Destination I Do
Tuesday, February 2, 2010

Carry-On Tips for Your Destination Wedding

Words by Jennifer Stein
Words by Brett Snyder
You’re shopping for flights for your destination wedding, and you’re doing the usual research. How can you get there with the fewest stops? Can you keep the fare really low so you can spend more money on beer? What flight times work best? But there’s one thing you probably haven’t thought about. Overhead bins.

There’s a good chance that if you’re traveling to your wedding, you’re going to try to lug more onboard the airplane than you normally would. The last thing you want is to find your bag sent to Moscow while you’re wedding is in Bali, right? So you try to bring more on, but that’s easier said than done. We’ve all been faced with full overhead bins, but some can fit more than others.
When it comes to small overhead bins, you probably assume that the smaller the airplane, the worse off you are, right? Believe it or not, that’s not the case. Sure, the smaller planes have smaller bins, but they don’t provide the worst experience. You’ve probably been on those 50 and 70 seat jets before. They can’t hold any normal-sized bag. Because of that, the airlines will take your carry-ons at plane-side and then return them to you when you land. You don’t have to go to baggage claim, and it’s highly unlikely your bag will be lost. So that’s not a bad thing at all.
On the other hand, there are some middle of the road planes that have smaller bins and you won’t get the same service. These tend to be older airplanes that were built before “bin space” became a nationwide mantra.

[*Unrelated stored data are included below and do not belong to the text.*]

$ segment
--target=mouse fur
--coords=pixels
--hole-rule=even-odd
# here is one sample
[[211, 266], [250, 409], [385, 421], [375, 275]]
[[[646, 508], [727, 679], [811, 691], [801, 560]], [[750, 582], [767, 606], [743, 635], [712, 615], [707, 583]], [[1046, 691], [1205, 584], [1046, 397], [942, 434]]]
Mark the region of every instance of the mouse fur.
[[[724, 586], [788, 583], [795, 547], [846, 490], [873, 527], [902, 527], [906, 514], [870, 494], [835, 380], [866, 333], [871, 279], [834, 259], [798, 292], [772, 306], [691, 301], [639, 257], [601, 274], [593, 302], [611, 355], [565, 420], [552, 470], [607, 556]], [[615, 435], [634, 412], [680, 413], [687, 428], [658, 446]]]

What planes might you want to avoid? Delta’s DC9s and MD80s, for starters. American also has a very large fleet of MD80s. Not only were these built with older-style overhead bins, but the cabins are smaller. Yes, the 2-3 configuration means your chance of getting a middle seat is slim, but it also means there’s less room above your head for bags.

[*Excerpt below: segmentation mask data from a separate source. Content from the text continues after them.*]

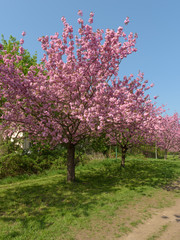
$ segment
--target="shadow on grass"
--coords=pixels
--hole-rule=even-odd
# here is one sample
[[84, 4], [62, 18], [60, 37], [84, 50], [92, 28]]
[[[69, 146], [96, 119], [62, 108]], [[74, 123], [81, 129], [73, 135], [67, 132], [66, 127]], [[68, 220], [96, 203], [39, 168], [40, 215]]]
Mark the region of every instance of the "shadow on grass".
[[[22, 229], [32, 222], [38, 230], [48, 228], [56, 216], [70, 224], [73, 218], [88, 216], [96, 205], [108, 204], [109, 199], [102, 194], [124, 188], [161, 188], [177, 177], [176, 168], [177, 164], [165, 161], [134, 160], [127, 161], [125, 169], [121, 169], [118, 161], [106, 160], [78, 167], [75, 183], [66, 183], [65, 176], [39, 185], [38, 181], [24, 186], [22, 182], [0, 193], [0, 218], [9, 224], [18, 221]], [[7, 239], [18, 234], [12, 232]]]

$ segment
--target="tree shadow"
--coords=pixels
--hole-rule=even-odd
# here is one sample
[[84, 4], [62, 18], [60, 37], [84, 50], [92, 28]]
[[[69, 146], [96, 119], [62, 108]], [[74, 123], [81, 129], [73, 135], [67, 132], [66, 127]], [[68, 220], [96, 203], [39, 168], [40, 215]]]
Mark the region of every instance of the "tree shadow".
[[[120, 168], [118, 161], [102, 162], [100, 167], [88, 167], [86, 171], [77, 169], [77, 180], [66, 183], [65, 177], [54, 182], [33, 185], [18, 185], [3, 190], [0, 198], [0, 219], [8, 224], [18, 221], [22, 229], [32, 222], [37, 229], [47, 229], [54, 224], [53, 217], [58, 214], [64, 218], [87, 217], [99, 204], [99, 196], [115, 193], [121, 188], [139, 190], [142, 187], [160, 188], [176, 178], [175, 166], [164, 162], [129, 161], [126, 168]], [[116, 187], [115, 187], [116, 186]], [[101, 196], [101, 204], [109, 199]], [[7, 239], [13, 239], [19, 232], [12, 232]]]

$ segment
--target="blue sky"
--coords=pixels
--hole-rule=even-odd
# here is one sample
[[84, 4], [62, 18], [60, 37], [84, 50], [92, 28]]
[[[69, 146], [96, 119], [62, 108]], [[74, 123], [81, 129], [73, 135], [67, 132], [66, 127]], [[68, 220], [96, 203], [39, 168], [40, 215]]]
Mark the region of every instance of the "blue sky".
[[119, 76], [138, 71], [155, 86], [150, 95], [159, 95], [158, 105], [165, 104], [168, 114], [180, 114], [180, 1], [179, 0], [0, 0], [0, 34], [8, 39], [21, 38], [26, 31], [24, 47], [38, 59], [43, 55], [37, 38], [62, 33], [61, 17], [75, 28], [77, 11], [83, 11], [84, 19], [95, 13], [93, 27], [117, 29], [124, 27], [124, 19], [130, 23], [125, 32], [137, 32], [138, 52], [124, 59]]

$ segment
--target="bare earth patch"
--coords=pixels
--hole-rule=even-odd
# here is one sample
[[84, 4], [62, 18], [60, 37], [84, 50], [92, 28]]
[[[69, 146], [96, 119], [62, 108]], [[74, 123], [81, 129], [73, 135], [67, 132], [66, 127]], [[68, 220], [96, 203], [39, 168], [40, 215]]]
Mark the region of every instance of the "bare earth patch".
[[173, 186], [119, 208], [115, 216], [93, 219], [75, 239], [180, 240], [180, 199], [169, 191], [174, 190]]
[[156, 212], [121, 240], [180, 240], [180, 199], [174, 206]]

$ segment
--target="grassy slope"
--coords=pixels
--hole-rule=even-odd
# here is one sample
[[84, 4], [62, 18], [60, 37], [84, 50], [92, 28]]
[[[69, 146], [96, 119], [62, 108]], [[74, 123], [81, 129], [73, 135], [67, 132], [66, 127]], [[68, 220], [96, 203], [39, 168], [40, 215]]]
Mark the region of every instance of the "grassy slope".
[[[179, 176], [178, 160], [131, 158], [125, 169], [115, 160], [78, 166], [77, 181], [72, 184], [66, 183], [65, 171], [1, 180], [0, 239], [76, 239], [83, 229], [93, 231], [91, 222], [101, 228], [119, 209], [130, 205], [133, 209], [133, 204], [148, 202], [158, 193], [165, 198], [162, 186]], [[158, 204], [163, 207], [166, 202]], [[126, 230], [123, 224], [119, 228], [119, 232]]]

Sometimes you can’t tell just by the airplane. Delta, for example, has recently announced that it will be retrofitting the old Northwest 757s that it inherited in the merger because those have the older, smaller bins. But Delta’s own 757s are fine. So it may just be a crap shoot in some cases.
Bin space may not be your number 1 reason for choosing a flight, but it’s one more thing you might want to consider.